As the Abstract Orchestra makes an inevitable return to the city, DJ2Kind watches them triumph in a re-imagining of a hip hop classic.
Anyone unfortunate enough to have missed the Abstract Orchestra’s last visit to Liverpool ensured that they weren’t gonna be caught slipping this time around.
They are by far one of the most exciting orchestral collectives, and their return to 24 Kitchen Street was practically inevitable.
This time around they were paying homage to Madvillainy, the ground breaking classic album from supergroup Madvillain, which saw a collaboration between producer Madlib (Quasimoto) and M.F. DOOM.
The scene was set beautifully by DJ ‘Illson’ (No Fakin’) and a stellar opening support from the illusive Nelson, who performed in the middle of the crowd. His laid back underground vibe was the perfect way to prepare the audience for what was to come.

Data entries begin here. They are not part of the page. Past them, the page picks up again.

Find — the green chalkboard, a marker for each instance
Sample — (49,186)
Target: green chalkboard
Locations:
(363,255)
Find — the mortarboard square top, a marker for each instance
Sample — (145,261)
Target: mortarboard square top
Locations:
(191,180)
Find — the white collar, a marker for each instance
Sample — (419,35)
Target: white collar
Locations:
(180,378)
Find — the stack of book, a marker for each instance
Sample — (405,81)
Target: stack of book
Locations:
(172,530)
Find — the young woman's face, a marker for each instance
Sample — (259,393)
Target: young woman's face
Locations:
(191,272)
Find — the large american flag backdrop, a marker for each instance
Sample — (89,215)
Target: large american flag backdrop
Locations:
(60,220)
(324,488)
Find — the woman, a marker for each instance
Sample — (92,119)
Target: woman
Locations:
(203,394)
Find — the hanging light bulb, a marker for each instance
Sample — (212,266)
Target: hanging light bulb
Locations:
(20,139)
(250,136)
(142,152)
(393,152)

With lyrics like ‘I don’t know where this is going, like a Coltrane solo,’ he gained appreciative nods from an audience which knew a thing or two about this thing we call hip hop.
With their conductor at heart of it all, the 24 Kitchen Street stage appeared to glow as the 16 piece Abstract Orchestra – which included a brass section, keys and incredibly tight percussion – brought the 2004 classic album to life and while these guys were certainly not here to mess around, the entire orchestra appeared to be enjoying themselves just as much as the watching crowd, with their MC getting involved in the banter between spitting bars.
The crowd were also given a treat when the conductor would chop in accapellas of MF Doom joints like Air and Vomitspit while the Leeds based Orchestra where in full flow.
As the show came to a close and the shout of “ALL CAPS” came from the audience – the Abstract Orchestra duly obliged to bring the end to a night that some say was even better than their last visit.
To call the evening a triumph would be an understatement. There was a feeling throughout that we were seeing something truly special, and being so close to Halloween made the Madvillainy all the more appropriate.